Consider these statistics comparing the 6 mines that scored highest in their last engagement survey versus the 5 mines that scored at the bottom in the survey:
- The number of days lost to injury on the job in the top 6 mines was half that of the 5 sites that scored in the bottom quartile.
- The number of workplace hazards reported in the bottom quartile operations was 1/3 fewer than the number reported by the top quartile operating employees.
- The number of sick days taken in the top quartile operations was ½ of those taken in the bottom quartile group.
- Turnover was 50% higher in the low-engagement sites.
With 19,000 employees in these sites and these statistics it is easy to see how focusing on fixing the issues in their 5 worst performing mines would be a very significant savings in these areas alone.

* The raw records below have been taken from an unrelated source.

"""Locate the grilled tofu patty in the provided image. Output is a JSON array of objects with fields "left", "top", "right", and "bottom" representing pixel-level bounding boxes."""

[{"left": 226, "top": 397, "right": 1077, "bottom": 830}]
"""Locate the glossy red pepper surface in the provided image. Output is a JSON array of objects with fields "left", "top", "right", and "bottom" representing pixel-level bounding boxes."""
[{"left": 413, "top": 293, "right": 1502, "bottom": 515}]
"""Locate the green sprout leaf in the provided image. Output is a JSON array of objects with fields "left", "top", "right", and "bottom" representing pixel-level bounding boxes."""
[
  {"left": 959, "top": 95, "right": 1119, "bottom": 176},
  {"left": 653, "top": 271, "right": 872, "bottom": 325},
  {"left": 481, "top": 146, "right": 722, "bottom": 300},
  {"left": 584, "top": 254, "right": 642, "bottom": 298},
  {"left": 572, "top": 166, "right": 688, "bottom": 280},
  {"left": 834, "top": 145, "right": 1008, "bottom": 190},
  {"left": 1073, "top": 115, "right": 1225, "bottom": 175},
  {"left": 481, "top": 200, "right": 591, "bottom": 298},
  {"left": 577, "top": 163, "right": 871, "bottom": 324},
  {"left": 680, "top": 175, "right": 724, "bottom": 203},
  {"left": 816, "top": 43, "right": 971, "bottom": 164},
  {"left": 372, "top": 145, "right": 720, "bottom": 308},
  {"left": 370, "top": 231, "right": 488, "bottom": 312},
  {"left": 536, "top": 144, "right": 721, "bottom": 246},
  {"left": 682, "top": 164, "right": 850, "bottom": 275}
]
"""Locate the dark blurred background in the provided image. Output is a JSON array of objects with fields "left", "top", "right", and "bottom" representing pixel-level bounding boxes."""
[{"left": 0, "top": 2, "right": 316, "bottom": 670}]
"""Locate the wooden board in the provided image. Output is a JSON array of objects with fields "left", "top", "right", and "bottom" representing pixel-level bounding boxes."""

However, in further discussions with them they also talked about how the costs of their disengaged employees that they can’t directly track or quantify include a potential loss of creative solutions, new innovations, etc. In an industry focused on extracting the highest yield possible at the lowest cost, ingenuity (and having access to your people’s best ideas) is critical.
These are just some of the hidden costs of not creating a High Performance Culture in which employees can engage and give you their discretionary effort. When we are faced with examples like these, the key question is this: “what would it take to get every CEO to embrace the potential in measuring and fixing employee engagement?”